29 October, 2010 - 10:30 to 12:00
Room 430 Joyce Ackroyd Building 37, St Lucia campus

Abstract: Re-internationalisation represents a research challenge for the internationalisation process and international entrepreneurship fields.

Many companies withdraw from international operations, go through an international time-out period and later re-enter the international arena. Little is known about this process, and whether re-internationalisers behave differently from those starting out for the first time. The limited, sketchy evidence is considered and it is argued that some re-internationalisers will go into the reentry process with a significant international heritage from previous activities, including relevant knowledge and networks, enabling faster re-entry and take-off.

However, other firms will have exited in such negative circumstances that international re-entry initially is rejected as an option, and may be slow to respond to new international opportunities.
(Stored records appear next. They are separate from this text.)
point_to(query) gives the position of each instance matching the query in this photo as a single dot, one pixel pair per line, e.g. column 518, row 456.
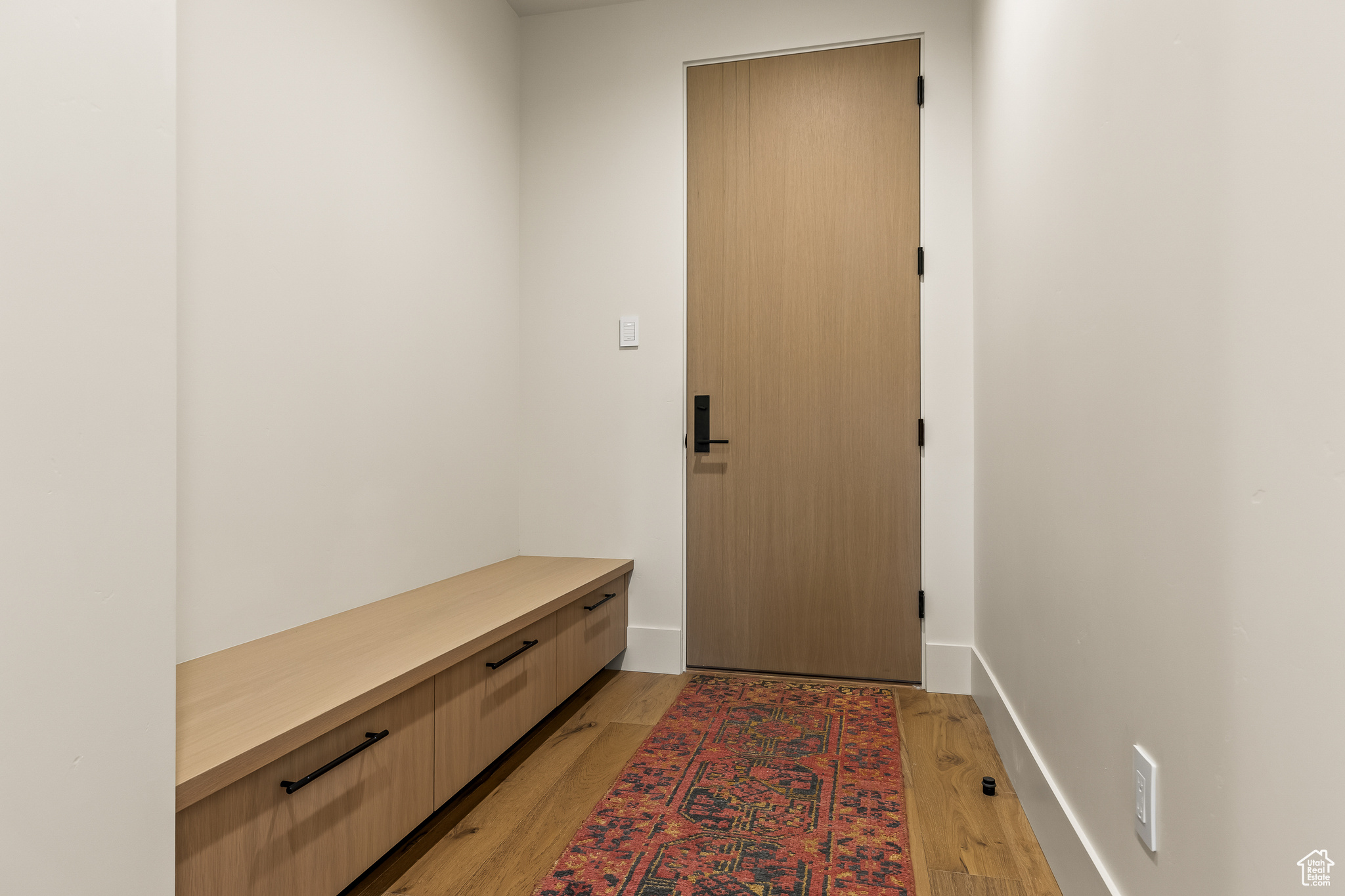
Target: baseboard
column 947, row 668
column 1078, row 868
column 651, row 651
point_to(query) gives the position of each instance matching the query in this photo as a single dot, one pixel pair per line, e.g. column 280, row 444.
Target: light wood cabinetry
column 588, row 639
column 455, row 672
column 481, row 711
column 252, row 839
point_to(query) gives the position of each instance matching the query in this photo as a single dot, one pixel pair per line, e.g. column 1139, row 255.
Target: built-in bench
column 413, row 695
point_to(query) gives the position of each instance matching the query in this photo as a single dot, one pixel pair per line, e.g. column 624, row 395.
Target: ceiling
column 539, row 7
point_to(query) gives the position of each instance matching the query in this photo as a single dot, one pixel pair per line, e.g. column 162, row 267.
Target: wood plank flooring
column 506, row 829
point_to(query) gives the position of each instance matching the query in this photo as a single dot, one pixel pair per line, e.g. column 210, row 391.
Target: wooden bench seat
column 263, row 712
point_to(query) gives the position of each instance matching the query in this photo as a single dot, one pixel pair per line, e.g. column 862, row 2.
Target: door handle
column 703, row 426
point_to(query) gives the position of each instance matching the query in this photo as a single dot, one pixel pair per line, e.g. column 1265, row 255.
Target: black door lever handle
column 703, row 426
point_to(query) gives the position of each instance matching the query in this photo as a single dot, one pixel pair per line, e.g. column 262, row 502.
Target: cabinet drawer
column 481, row 711
column 252, row 839
column 588, row 640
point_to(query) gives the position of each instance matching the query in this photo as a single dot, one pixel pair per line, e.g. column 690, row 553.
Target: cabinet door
column 479, row 711
column 588, row 640
column 252, row 839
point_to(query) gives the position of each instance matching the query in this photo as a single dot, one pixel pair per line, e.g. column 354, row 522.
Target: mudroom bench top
column 248, row 706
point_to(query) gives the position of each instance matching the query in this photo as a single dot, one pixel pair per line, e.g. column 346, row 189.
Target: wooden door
column 803, row 332
column 254, row 839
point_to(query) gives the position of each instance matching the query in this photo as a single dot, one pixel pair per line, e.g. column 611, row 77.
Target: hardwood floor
column 506, row 829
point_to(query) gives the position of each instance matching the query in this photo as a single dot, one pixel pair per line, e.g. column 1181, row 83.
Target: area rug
column 752, row 788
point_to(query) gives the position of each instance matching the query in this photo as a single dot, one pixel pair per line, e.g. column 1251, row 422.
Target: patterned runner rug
column 752, row 788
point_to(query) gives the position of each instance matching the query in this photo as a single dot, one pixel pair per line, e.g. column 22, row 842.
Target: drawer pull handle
column 606, row 598
column 291, row 786
column 526, row 645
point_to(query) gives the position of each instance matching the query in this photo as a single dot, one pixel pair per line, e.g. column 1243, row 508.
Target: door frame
column 920, row 37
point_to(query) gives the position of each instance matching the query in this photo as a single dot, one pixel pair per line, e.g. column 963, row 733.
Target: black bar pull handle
column 370, row 739
column 526, row 645
column 703, row 426
column 606, row 598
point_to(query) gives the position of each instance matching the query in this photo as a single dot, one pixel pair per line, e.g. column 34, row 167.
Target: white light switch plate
column 630, row 331
column 1143, row 784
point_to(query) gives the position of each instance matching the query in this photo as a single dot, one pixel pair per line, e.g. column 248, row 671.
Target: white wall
column 604, row 236
column 1160, row 440
column 349, row 305
column 87, row 454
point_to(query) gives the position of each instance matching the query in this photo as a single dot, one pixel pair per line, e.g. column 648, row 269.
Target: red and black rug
column 752, row 788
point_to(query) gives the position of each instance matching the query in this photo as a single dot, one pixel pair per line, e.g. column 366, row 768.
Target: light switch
column 630, row 331
column 1145, row 802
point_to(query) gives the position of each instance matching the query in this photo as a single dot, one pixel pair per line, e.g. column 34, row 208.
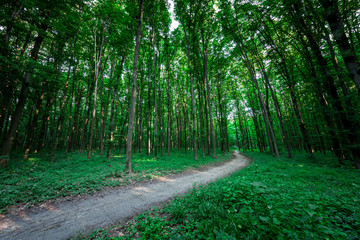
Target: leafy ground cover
column 301, row 198
column 35, row 179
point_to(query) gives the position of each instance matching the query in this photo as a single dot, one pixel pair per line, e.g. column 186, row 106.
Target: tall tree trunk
column 208, row 96
column 128, row 163
column 97, row 68
column 192, row 95
column 112, row 111
column 6, row 147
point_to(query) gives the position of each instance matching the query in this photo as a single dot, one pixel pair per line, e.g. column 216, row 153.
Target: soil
column 70, row 217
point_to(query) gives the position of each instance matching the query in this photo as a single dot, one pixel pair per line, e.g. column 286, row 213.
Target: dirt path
column 68, row 219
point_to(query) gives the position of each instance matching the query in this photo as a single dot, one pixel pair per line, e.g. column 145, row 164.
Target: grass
column 301, row 198
column 36, row 180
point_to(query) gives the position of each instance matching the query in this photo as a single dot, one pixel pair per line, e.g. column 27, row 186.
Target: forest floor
column 66, row 219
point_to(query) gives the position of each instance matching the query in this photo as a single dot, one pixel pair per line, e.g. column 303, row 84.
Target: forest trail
column 68, row 219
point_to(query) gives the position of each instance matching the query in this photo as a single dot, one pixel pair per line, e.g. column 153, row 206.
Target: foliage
column 291, row 199
column 35, row 179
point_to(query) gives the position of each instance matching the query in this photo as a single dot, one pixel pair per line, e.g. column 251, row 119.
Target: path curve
column 71, row 218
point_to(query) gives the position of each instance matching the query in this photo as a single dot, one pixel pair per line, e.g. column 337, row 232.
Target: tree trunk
column 208, row 96
column 6, row 147
column 128, row 163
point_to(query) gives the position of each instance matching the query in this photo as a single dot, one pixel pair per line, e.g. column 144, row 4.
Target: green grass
column 300, row 198
column 35, row 179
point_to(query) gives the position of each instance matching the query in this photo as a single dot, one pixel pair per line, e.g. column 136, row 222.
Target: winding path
column 68, row 219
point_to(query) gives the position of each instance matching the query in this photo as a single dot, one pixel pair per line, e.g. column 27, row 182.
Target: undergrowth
column 301, row 198
column 36, row 180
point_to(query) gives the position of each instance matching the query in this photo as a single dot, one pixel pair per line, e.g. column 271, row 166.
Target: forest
column 137, row 79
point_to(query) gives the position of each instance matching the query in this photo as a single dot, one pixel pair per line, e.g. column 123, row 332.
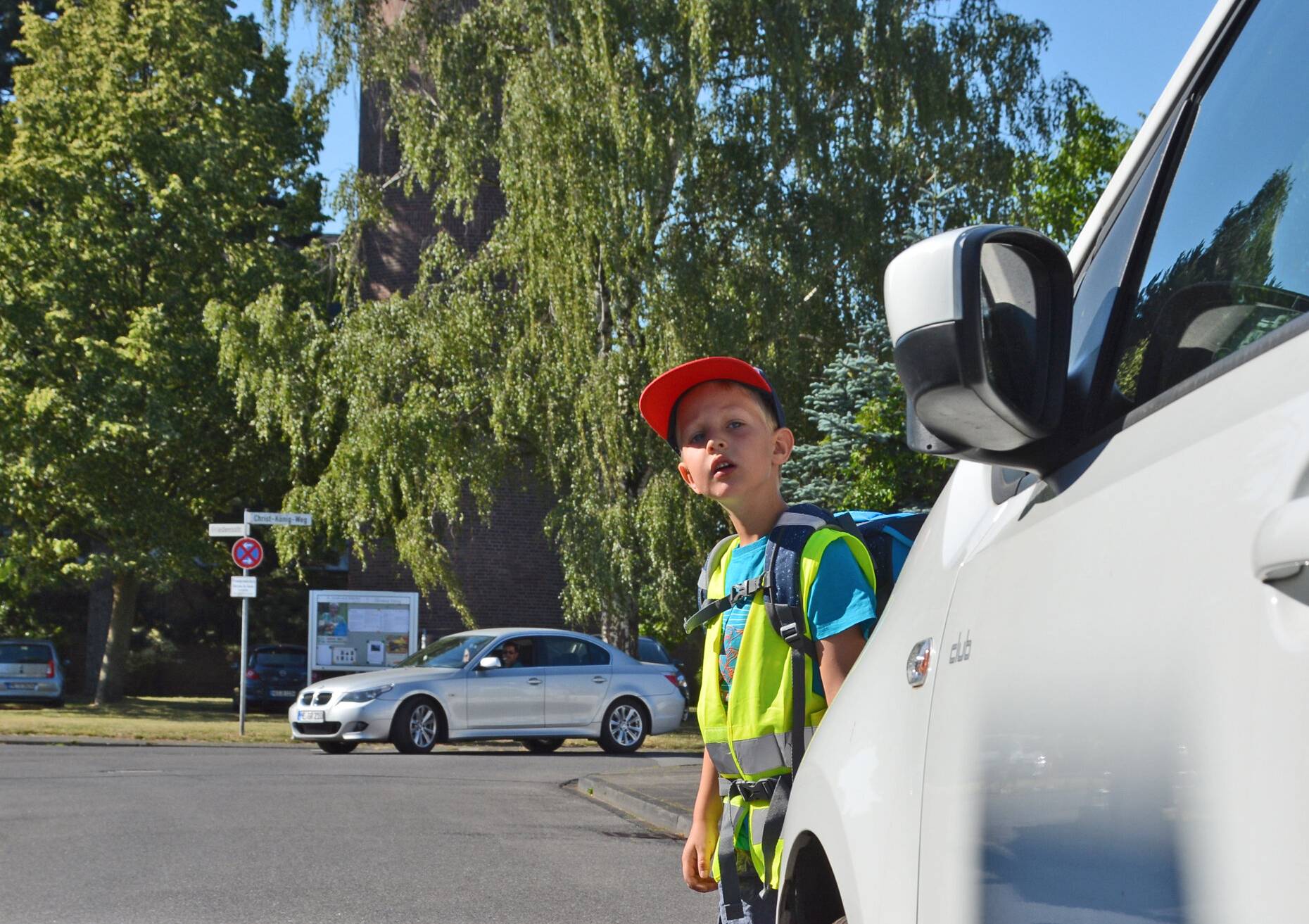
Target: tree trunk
column 100, row 605
column 114, row 665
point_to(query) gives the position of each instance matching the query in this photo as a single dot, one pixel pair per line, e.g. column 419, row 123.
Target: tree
column 858, row 405
column 149, row 163
column 681, row 178
column 11, row 21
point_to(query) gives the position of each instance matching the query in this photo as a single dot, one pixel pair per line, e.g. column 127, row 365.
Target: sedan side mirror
column 981, row 321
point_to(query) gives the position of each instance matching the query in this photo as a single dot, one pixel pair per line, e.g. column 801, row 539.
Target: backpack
column 887, row 536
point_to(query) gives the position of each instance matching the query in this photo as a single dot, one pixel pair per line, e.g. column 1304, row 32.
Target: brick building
column 508, row 574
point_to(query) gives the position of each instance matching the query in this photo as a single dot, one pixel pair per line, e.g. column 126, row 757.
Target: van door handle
column 1282, row 543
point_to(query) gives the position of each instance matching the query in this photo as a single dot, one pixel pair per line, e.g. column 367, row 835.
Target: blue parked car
column 30, row 671
column 274, row 676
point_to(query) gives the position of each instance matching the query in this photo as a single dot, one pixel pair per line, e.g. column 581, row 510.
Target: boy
column 726, row 423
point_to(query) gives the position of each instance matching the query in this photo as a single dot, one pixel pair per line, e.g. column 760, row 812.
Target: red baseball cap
column 659, row 400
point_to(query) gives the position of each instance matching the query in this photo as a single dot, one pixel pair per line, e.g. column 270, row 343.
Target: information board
column 360, row 630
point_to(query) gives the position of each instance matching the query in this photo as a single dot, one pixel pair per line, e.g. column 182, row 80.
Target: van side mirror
column 981, row 321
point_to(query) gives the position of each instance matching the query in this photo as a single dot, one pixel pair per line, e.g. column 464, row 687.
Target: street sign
column 246, row 552
column 228, row 529
column 260, row 519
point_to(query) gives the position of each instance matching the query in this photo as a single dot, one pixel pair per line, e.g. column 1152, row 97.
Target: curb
column 130, row 742
column 654, row 811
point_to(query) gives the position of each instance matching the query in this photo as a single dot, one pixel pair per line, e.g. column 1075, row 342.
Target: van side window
column 1229, row 258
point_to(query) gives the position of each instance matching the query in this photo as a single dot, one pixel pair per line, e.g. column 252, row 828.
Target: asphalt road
column 287, row 834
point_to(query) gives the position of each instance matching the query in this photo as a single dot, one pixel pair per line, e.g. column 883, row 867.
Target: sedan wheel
column 625, row 728
column 415, row 728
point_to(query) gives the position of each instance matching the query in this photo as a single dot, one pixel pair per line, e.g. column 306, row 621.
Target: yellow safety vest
column 749, row 736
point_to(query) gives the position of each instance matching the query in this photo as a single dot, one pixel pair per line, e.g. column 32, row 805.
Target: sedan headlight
column 365, row 695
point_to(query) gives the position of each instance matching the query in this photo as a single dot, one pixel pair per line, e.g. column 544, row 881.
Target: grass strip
column 196, row 719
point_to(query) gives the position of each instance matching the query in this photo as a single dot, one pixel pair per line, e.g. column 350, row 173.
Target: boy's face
column 731, row 450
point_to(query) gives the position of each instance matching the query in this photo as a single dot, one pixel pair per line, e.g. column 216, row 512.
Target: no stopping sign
column 246, row 552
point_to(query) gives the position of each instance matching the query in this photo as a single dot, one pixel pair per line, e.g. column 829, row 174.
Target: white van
column 1088, row 700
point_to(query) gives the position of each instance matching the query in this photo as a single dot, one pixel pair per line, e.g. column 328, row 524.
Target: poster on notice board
column 362, row 630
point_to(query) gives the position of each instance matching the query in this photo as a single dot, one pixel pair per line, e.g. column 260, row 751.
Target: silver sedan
column 533, row 685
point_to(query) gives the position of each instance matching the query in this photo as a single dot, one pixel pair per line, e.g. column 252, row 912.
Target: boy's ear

Much depends on what happens during the international time-out period, particularly in terms of changes in management and/or ownership; the nature and strength of new reentry influences; and how the re-entry process unfolds.


Join our staff, students and alumni attending workshops presented by visiting academics on their area of research expertise.

Lawrence Welch

Professor Lawrence S. Welch, Melbourne Business School.

Professor Welch has published extensively on issues pertaining to internationalisation and international business operation methods in journals such as Management International Review and the Journal of International Business Studies and is a member of the editorial boards of Management International Review, International Business Review and the Journal of International Entrepreneurship. His co-authored book, Foreign Operation Methods: Theory, Analysis, Strategy, was published in 2007 by Edward Elgar. His research has involved extensive collaboration with Nordic colleagues over more than three decades. Also, he has spent long periods undertaking research and teaching in Nordic business schools, particularly at the Norwegian School of Management BI, Helsinki School of Economics (now part of Aalto University) and Copenhagen Business School.